I'm following a proof which uses Hadamard's inequality ( $ | det(A) | \leq \prod ||(A_i) ||_2 ) $ in order to find the maximum of :
$ f : D^n \rightarrow \mathbb{R} $
$(z_1, ..., z_n ) \mapsto \prod_{1\leq i < j \leq n} |z_j - z_j |$
They find that this function attains its maximum iff $( (z_i)^{j-1} )_i $ are pairwise orthogonal and also if $ |z_i| = 1 $
Then they conclude by saying that these vectors are orthogonal iff $ z_i \overline{z_j} \in \mathbb{U}_n $ (the nth roots of unity)
Hence the maximum is attained when (z) is on the nth regular polygon.
Now if I follow this argument I get that these vectors are orthogonal if :
$ \sum_{0 \leq k \leq n-1} ( z_i \overline{z_j} )^k = 0 $ and $ |z_i \overline{z_j} | = 1 $
But not all algebraic integers with absolute value 1 are roots of unity.

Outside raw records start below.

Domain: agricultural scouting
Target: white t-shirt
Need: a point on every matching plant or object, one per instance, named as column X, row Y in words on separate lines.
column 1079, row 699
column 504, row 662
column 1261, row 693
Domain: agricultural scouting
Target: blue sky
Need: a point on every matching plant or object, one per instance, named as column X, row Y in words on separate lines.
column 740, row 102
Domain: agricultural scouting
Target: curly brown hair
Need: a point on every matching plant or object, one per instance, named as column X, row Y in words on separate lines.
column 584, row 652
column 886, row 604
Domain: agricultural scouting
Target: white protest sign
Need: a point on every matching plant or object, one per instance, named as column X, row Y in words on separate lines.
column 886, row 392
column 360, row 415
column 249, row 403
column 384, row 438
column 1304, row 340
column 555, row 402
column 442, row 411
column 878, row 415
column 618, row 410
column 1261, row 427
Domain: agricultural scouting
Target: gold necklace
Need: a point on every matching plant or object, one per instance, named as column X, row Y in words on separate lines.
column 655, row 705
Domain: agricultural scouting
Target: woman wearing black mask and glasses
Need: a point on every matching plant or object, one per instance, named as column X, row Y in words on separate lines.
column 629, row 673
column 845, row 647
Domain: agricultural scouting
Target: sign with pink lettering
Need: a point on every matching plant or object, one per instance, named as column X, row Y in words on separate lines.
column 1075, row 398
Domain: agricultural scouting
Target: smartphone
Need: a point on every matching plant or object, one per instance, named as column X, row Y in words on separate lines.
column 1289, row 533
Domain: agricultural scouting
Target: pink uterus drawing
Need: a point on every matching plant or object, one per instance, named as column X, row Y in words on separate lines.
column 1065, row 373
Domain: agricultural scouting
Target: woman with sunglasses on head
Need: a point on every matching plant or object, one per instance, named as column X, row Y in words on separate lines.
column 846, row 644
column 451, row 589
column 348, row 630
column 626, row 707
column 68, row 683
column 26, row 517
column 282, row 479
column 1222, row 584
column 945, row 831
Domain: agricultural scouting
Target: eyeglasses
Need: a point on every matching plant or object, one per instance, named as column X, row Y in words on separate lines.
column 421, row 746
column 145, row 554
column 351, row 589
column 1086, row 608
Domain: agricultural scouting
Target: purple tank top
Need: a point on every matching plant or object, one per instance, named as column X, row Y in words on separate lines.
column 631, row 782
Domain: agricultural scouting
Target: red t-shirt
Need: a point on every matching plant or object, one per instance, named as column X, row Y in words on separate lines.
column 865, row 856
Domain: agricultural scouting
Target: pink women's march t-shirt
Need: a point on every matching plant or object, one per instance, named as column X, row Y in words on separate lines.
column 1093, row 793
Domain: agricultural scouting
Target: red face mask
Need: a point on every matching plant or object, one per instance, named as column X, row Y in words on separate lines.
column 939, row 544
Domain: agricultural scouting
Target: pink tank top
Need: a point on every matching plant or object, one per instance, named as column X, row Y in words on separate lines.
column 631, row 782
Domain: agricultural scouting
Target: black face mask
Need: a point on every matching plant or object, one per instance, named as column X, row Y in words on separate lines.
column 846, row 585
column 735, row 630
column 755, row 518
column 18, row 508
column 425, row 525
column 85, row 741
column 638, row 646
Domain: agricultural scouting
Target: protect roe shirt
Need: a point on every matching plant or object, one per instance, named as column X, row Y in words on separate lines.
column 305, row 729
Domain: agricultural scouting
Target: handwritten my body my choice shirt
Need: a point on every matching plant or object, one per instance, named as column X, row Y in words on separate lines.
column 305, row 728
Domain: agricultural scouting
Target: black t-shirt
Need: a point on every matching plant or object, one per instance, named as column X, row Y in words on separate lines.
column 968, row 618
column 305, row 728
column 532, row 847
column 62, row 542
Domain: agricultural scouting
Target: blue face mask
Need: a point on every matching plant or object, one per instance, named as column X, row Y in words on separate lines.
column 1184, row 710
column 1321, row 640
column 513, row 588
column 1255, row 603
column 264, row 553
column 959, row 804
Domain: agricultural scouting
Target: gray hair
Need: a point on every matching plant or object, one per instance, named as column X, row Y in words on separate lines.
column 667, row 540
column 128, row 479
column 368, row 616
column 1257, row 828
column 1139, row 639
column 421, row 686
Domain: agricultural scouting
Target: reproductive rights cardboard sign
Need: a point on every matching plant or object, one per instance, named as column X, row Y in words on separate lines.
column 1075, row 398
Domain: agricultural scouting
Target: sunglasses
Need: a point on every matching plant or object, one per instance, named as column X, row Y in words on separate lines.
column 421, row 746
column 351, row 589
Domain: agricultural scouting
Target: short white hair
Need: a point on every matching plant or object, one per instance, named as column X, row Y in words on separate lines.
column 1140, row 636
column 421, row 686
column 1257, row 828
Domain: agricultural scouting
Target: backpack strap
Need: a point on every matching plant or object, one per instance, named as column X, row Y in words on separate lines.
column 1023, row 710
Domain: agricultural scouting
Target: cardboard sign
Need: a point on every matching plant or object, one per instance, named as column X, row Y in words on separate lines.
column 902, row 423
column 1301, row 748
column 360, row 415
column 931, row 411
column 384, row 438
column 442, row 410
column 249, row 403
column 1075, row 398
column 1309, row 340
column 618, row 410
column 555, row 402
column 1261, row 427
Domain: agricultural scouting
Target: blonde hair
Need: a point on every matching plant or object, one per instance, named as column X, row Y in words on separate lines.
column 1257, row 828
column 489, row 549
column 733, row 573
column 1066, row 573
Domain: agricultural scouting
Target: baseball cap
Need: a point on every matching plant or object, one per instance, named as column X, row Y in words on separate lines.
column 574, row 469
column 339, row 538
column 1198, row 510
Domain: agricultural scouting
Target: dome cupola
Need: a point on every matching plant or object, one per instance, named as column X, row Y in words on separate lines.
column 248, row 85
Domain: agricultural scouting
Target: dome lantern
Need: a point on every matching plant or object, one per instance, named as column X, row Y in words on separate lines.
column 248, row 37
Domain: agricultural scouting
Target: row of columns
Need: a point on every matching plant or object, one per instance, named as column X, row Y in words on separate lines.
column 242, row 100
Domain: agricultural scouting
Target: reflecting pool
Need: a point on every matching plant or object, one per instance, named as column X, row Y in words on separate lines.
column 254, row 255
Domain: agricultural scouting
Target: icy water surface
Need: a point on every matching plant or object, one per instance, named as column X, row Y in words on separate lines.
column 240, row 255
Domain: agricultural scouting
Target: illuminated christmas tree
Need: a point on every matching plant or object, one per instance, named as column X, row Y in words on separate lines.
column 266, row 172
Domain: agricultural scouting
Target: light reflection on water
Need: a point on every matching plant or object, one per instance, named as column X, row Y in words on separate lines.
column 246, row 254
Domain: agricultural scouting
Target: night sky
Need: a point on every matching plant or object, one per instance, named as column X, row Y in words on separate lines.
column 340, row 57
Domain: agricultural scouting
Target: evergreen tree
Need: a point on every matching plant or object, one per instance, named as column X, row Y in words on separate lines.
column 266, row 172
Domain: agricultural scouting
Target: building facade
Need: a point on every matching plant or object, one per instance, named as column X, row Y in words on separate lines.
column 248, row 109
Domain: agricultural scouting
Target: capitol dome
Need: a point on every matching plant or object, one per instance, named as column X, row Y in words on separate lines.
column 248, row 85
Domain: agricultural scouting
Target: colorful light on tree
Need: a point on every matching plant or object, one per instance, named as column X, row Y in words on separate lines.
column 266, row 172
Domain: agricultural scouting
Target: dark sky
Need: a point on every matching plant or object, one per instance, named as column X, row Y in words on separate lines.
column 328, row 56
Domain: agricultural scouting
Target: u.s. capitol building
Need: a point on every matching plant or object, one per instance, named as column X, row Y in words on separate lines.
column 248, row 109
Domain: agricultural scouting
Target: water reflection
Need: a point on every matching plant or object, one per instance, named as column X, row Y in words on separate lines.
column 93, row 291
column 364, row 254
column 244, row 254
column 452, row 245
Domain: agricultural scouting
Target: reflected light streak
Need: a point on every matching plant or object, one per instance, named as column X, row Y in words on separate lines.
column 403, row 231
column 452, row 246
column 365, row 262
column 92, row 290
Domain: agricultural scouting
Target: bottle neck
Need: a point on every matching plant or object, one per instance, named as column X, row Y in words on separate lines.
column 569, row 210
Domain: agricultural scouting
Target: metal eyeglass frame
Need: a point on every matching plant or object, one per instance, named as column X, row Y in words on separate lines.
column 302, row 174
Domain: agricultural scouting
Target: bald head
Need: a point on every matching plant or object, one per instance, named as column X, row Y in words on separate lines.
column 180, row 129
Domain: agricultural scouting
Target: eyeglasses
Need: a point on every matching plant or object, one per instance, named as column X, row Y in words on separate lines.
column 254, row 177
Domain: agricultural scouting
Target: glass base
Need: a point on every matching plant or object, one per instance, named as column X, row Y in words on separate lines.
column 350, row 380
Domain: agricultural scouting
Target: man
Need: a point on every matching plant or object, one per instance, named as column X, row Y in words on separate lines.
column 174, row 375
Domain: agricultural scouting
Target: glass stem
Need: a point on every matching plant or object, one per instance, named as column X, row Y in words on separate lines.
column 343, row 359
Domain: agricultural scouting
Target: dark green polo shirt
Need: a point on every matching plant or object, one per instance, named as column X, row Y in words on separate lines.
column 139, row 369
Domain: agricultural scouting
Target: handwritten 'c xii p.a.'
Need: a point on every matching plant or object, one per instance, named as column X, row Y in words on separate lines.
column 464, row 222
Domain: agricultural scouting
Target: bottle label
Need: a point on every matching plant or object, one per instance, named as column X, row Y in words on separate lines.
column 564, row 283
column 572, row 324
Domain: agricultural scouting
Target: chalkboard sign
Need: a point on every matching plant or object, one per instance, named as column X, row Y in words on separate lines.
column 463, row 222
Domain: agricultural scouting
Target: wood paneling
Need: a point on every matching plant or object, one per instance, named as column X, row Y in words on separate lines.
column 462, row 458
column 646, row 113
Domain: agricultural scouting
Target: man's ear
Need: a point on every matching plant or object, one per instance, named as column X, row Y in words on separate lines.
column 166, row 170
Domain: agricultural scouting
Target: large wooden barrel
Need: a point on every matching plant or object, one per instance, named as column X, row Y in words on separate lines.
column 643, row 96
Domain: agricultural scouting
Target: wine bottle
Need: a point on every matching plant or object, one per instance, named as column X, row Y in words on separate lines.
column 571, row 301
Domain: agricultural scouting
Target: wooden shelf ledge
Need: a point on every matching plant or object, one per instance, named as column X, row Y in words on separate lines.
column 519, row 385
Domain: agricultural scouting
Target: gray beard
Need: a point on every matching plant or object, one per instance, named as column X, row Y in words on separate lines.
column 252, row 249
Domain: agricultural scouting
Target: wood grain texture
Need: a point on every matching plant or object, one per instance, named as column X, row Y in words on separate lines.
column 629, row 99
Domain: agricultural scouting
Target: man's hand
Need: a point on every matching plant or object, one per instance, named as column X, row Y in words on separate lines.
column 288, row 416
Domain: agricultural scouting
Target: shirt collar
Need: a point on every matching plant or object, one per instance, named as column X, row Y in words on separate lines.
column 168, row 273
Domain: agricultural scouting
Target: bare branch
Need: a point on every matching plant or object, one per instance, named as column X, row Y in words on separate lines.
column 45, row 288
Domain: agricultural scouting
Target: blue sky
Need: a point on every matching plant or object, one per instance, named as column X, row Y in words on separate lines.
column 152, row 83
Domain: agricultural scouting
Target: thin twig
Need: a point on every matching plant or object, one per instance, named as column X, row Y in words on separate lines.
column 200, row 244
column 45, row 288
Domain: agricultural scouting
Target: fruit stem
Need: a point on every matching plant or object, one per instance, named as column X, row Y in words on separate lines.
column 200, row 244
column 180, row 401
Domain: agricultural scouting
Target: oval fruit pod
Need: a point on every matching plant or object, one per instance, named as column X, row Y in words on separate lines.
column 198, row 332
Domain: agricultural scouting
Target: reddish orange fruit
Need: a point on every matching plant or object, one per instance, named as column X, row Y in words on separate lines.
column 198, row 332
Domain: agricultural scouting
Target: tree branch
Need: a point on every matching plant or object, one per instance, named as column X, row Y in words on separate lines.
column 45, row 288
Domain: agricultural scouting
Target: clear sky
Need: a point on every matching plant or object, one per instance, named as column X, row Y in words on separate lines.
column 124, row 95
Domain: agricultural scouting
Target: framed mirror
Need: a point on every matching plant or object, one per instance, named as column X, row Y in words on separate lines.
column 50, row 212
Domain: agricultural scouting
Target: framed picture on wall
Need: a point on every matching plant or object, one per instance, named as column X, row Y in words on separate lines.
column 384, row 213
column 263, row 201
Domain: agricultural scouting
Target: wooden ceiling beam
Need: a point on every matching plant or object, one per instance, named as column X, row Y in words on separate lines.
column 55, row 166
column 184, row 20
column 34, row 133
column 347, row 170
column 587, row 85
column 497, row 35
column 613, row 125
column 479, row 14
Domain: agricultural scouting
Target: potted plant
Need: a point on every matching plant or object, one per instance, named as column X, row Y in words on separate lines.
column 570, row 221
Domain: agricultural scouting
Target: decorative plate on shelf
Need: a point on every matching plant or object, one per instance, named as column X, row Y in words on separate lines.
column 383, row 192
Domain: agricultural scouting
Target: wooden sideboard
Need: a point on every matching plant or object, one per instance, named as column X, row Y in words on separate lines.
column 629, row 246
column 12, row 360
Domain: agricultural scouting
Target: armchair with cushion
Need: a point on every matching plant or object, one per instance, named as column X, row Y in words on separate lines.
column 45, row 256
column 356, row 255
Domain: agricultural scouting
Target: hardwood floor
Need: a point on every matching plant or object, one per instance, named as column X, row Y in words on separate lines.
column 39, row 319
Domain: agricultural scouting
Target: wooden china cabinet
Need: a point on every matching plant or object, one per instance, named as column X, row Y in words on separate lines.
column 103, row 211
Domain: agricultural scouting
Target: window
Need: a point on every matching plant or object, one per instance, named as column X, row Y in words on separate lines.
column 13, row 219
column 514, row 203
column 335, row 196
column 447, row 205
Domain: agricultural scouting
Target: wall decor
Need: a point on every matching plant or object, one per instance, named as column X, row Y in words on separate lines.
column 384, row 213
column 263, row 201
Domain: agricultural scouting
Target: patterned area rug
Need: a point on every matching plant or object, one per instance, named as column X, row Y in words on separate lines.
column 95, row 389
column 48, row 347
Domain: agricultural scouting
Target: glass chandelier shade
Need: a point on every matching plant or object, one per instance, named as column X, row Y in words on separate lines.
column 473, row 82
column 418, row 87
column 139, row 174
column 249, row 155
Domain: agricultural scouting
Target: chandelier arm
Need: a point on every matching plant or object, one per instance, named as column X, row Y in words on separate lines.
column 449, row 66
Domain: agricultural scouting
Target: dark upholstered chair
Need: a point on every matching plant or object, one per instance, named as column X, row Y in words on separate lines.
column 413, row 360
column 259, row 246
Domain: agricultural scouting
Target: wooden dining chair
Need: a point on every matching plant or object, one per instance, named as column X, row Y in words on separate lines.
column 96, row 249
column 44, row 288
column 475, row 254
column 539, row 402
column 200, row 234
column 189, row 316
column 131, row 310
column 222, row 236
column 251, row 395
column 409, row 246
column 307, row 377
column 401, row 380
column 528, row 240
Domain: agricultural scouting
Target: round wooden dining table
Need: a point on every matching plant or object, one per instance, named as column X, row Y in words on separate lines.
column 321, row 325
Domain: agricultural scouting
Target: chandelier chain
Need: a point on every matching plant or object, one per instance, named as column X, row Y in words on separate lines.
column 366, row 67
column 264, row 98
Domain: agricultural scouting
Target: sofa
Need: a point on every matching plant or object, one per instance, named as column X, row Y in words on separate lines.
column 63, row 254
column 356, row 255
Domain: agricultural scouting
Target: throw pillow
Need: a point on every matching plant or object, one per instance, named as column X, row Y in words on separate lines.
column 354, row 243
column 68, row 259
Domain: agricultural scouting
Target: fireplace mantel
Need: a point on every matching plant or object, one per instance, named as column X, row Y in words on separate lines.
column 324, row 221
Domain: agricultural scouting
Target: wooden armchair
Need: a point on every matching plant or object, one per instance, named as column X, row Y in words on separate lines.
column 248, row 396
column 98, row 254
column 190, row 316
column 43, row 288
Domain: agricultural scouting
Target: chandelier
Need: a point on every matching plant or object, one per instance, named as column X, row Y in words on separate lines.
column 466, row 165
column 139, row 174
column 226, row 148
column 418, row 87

So here's my question : wouldn't n have to be prime for $ z_i \overline{z_j} $ to be nth roots of unity ? Because we know that $ \sum_{0 \leq k \leq p-1} ( X )^k $ is a cylotomic polynomial for p prime.
EDIT:
It seems that, while not being cyclotomic, the sum of powers is also zero for n non prime (and for roots different than 1) as shown here :
Sum over the powers of the roots of unity $\sum \omega_j^k$
I'll still leave this thread for those interested in Hadamard's inequality.